Data had 3 years of information. For this assignment, we selected crime for only 2018.

### Crime by Calendar Year


```{r month geo bar}
# Create a factor so that our geom_bar is ordered by month.
month.factor.order <- c("January", "February", "March", "April", "May", "June", "July", "August", "September", "October", "November", "December")
g<-ggplot(filtered2018, aes(x=ordered(filtered2018$month, levels = month.factor.order))) + geom_bar(fill ="darkblue")+ labs(y= "Total crimes commited over the year", x="Month", title="Total Philly Crimes over the calendar year") 
g
```

> The first question we want to answer is what time during the year do most crimes occur? Based on the graph above, it appears as the summer months, crime is most prevalent. There does appear to be a peak during the holiday months, but not as high as during the summer. 

### Philly Crime by time of the day
```{r}
gh <- ggplot(filtered2018, aes(x=hour_)) + geom_histogram(color="black", fill="red") +  labs(y= "Total crimes commited over the day", x="Time of the day", title="Total Philly Crimes during the day") 
gh
```

> The 2nd question we can answer here is what time of the day do most crimes occur? Based on the histogram and using a 0-24 scale for time of the day, we can see that most crime occurs during 11-12am and 5-6pm. 


### Crime by Weekday

```{r weekday bar}
weekday.factor <- c(weekday.counts$Weekday)
g<-ggplot(filtered2018, aes(x=ordered(filtered2018$Weekday, levels = weekday.factor))) + geom_bar(fill ="blue") + labs(y= "Total crimes commited", x="Weekday", title="Total Philly Crimes over weekday") 
g
```

> One of our other questions, what day of the week does most crime occur, can be answered by the graph above. Ironically, Monday is when most crime activities appear to occur with crime slowly tampering off towards the weekends.
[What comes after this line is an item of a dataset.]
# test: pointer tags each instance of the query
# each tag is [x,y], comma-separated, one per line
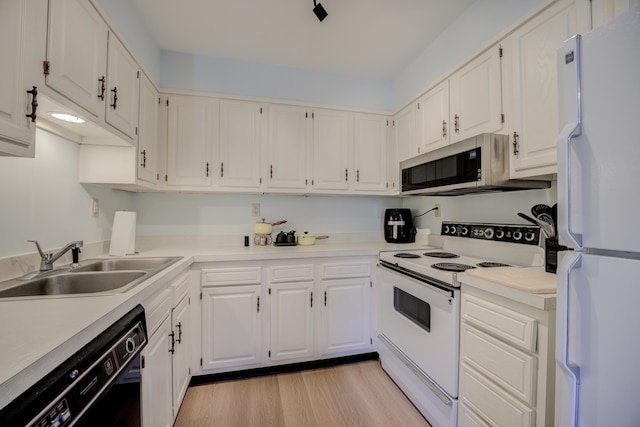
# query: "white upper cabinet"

###  Philly Crime 2018 Treemap

```{r most common categories}
treemap(category.counts, #Your data frame object
        index=c("text_general_code"),  #A list of your categorical variables
        vSize = "Total",  #This is your quantitative variable
        type="index", #Type sets the organization and color scheme of your treemap
        palette = "Reds",  #Select your color palette from the RColorBrewer presets or make your own.
        title="Philly Crime 2018", #Customize your title
        fontsize.title = 14 #Change the font size of the title
        )
```

> Here we can visually see how the crime categories compare to other relative in size.

### Conclusion

Philly's crime have some interesting and unexpected surprises. I did not expect total crime to be highest during the early morning or early evening. I did expect the summer months to have the highest levels of crime. As a potential future project, I would like to join this data with housing and economic data to determine if any correlation exists between the variables. 

Other Observations:
Having a large data sample was challenging to parse using R as certain calculations would cause R to hang. I am not certain as to why this was happening, but it is worth noting that I was able to leverage almost all of my observations during the analysis in this report sans NA values.

Data Tables
=========================

Row {.tabset .tabset-fade}
-------------------------------------
   
### Most crimes by Category
```{r dt most common category}
datatable(category.counts)
```



### Most crimes by Month
```{r dt most common month}
datatable(month.counts)
```


### Most crimes by day of the week
```{r dt most common weekly}
datatable(weekday.counts)
```



Spatial Map
=============

Row
-------------

### Map
```{r map}
leaflet(data = filtered2018) %>% addTiles() %>%
   addMarkers(~lng, ~lat, label= ~as.character(`text_general_code`), popup    = ~as.character(paste("Crime: ",text_general_code, ", Date: ", dispatch_date)),clusterOptions = markerClusterOptions())
```

> Finally, using spatial data, we can create a map to look at the cluster of crimes committed in Philly. The map is interactive and shows which areas are most affected by crime.